Frisell, who has recorded more than 40 albums as a leader, released “Small Town” through ECM in 2017 as a duo project with bassist Thomas Morgan. We got the opportunity to listen to this great duo project during the 2nd Zorlu PSM Jazz Festival this year. I think it was a perfect concert in all aspects. Frisell released his new solo album “Music Is” in 2018, following his 2000 album “Ghost Town” and 2013 album “Silent Comedy”. The album’s title is an abbreviation of the saying “Music Is Good”. Frisell said “Music doesn’t have to be categorized merely as jazz, country, folk, classical, blues or their derivatives; sometimes music is just music.” The album consists of 16 new and old newly-arranged compositions of Frisell including the bonus track. The guitarist performed at The Stone in New York for a week as a preparation for the album recording and adds “Each night I attempted new music that I’d never played before. I was purposely trying to keep myself a little off balance. Uncomfortable. Unsure. I didn’t want to fall back on things that I knew were safe. My hope was to continue this process right on into the studio. I didn’t want to have things be all planned out beforehand.”

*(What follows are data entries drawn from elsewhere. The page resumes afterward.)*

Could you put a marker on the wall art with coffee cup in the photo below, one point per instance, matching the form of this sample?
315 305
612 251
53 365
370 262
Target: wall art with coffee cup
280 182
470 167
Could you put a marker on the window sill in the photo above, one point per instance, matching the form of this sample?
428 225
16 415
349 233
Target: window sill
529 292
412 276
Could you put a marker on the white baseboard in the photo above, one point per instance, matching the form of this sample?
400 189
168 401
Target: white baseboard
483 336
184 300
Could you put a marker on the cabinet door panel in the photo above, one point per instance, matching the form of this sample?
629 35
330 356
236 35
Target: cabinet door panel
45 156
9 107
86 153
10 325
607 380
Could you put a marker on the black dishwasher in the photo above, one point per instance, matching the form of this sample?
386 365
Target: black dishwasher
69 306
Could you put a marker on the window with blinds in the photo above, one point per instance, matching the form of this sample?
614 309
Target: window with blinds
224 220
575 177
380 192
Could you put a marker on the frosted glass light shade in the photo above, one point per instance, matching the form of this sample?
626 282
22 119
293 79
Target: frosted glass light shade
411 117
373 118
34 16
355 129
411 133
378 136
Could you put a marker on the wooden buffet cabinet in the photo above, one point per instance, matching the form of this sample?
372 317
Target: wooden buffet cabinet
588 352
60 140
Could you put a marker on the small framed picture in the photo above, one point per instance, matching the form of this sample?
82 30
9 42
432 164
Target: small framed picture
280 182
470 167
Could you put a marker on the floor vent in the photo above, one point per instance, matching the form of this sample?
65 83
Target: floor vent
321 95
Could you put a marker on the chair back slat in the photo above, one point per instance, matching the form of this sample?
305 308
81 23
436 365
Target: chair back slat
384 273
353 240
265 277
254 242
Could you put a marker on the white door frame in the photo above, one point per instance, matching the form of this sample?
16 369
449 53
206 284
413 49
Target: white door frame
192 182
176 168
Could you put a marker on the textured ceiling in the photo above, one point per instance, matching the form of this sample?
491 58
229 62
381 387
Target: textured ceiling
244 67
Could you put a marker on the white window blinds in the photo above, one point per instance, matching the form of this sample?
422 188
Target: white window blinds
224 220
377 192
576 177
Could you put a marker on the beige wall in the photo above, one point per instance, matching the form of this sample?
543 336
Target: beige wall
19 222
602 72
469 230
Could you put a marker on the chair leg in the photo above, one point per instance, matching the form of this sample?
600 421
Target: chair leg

Frisell, who played the electric and acoustic guitars as well as ukulele, bass and loops, explains “”Playing solo is always a challenge. For me, music has all along been so much about playing with other people. Having a conversation. Call and response. Playing all by myself is a trip. I really have to change the way I think.” I participated in a 10-day silent meditation retreat two years ago. One only eats and meditates in the middle of a forest without talking and communicating to a single soul around you. Absolutely nothing else is there. No books, no music, no writing. No activities to keep the mind occupied. No Instagram, no Facebook, no e-mails, no Whatsapp. You hand in your phone when you arrive and get it back while you are leaving. It was the most scary, deep, unknown experience I have lived in my life outside of my comfort zone, fully open to improvization. I was truly left alone by myself for 10 days. I forgot my own voice. I am glad that I did. The most important relationship is one has with themselves; it is important for its health to keep it good. This requires effort. This is why I have the utmost respect for any dancer, musician, theater artist or anyone who performs solo. It is not easy to stand on your own and be alone when surrounded by your team; without the comfort zone created by your bassist, drummer or pianist. It is a learning experience. Therefore, I think listening to the solo performance of a musician is to witness him in his most naive and sincere state and I admire solo performances. Especially if one of my favorite guitarists releases a solo album! So thankful for you Bill Frisell! Stay grooving, no matter what genre you pick!